The infrastructure plan of the Trump team was detailed in a report released by his economic advisors Wilbur Ross and Peter Navarro in October 2016. It calls for $1 trillion of spending over 10 years, funded largely by private sources. The authors say the report is straightforward, but this writer found it hard to follow, so here the focus will be on secondary sources. According to Jordan Weismann on Slate:
Under Trump’s plan … the federal government would offer tax credits to private investors interested in funding large infrastructure projects, who would put down some of their own money up front, then borrow the rest on the private bond markets. They would eventually earn their profits on the back end from usage fees, such as highway and bridge tolls (if they built a highway or bridge) or higher water rates (if they fixed up some water mains). So instead of paying for their new roads at tax time, Americans would pay for them during their daily commute. And of course, all these private developers would earn a nice return at the end of the day.The federal government already offers credit programs designed to help states and cities team up with private-sector investors to finance new infrastructure. Trump’s plan is unusual because, as written, it seems to be targeted at fully private projects, which are less common.
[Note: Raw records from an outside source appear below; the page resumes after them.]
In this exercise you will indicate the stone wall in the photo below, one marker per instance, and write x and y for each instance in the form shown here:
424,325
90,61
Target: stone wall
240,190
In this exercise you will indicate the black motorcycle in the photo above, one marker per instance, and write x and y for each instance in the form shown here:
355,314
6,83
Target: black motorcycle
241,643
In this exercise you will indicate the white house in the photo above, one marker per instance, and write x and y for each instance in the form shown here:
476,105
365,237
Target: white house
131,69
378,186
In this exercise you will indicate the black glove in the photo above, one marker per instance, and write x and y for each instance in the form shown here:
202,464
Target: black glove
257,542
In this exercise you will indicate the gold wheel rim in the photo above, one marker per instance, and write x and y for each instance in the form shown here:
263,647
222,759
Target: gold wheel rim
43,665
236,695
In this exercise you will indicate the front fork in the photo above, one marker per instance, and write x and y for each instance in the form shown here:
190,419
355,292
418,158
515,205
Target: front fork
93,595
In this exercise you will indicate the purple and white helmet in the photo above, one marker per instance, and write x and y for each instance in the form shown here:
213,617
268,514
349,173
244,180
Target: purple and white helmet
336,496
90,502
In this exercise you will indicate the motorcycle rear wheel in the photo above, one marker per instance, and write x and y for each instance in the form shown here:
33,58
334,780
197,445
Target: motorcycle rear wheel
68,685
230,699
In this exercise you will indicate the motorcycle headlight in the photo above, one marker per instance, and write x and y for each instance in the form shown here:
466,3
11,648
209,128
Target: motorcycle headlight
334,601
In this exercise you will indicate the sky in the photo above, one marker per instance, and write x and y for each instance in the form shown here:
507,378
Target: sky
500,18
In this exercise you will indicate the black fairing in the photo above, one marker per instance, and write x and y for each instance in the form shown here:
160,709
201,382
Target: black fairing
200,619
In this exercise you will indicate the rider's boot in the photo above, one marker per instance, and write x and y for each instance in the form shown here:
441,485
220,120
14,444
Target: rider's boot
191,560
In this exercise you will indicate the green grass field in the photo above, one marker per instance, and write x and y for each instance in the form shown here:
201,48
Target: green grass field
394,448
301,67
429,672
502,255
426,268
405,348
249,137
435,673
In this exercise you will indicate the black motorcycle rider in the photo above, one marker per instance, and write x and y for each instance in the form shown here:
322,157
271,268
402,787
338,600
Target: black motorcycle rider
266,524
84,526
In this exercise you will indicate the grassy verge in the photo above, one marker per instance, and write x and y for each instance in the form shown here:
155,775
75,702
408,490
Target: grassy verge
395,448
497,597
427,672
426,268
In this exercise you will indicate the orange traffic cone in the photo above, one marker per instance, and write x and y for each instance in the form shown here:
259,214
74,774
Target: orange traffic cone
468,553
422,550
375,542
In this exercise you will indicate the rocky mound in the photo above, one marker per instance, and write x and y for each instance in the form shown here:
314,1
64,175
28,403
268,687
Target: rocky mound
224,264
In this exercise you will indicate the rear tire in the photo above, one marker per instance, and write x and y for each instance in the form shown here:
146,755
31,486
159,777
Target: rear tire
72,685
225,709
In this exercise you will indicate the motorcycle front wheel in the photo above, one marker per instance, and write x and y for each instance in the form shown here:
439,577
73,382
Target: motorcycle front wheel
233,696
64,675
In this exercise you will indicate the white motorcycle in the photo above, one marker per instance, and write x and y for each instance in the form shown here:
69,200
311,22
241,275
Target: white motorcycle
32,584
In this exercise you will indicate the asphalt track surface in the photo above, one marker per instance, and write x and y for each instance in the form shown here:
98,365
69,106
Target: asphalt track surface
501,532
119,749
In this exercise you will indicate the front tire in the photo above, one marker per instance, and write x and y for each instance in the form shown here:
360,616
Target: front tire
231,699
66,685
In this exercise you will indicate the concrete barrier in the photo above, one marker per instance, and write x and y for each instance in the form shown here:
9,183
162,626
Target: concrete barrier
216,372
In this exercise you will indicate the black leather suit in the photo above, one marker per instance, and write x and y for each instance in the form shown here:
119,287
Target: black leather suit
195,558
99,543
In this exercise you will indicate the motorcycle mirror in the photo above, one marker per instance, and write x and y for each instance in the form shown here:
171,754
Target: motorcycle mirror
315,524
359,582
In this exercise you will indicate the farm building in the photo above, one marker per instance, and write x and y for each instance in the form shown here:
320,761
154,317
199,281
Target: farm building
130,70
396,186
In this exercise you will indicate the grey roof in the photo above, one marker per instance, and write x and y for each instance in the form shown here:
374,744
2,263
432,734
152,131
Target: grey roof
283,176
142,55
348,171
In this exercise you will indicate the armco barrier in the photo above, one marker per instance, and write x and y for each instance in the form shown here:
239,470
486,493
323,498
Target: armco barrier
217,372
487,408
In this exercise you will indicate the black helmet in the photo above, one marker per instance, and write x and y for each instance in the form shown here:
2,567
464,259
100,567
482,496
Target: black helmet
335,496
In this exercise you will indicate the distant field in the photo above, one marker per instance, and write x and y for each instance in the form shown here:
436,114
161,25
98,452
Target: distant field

David Dayen, writing in The New Republic , interprets the plan to mean the government’s public assets will be “passed off in a privatization firesale.” He writes:
It’s the common justification for privatization, and it’s been a disaster virtually everywhere it’s been tried. First of all, this specifically ties infrastructure—designed for the common good—to a grab for profits. Private operators will only undertake projects if they promise a revenue stream. . . .So the only way to entice private-sector actors into rebuilding Flint, Michigan’s water system, for example, is to give them a cut of the profits in perpetuity. That’s what Chicago did when it sold off 36,000 parking meters to a Wall Street-led investor group. Users now pay exorbitant fees to park in Chicago, and city government is helpless to alter the rates.
You also end up with contractors skimping on costs to maximize profits.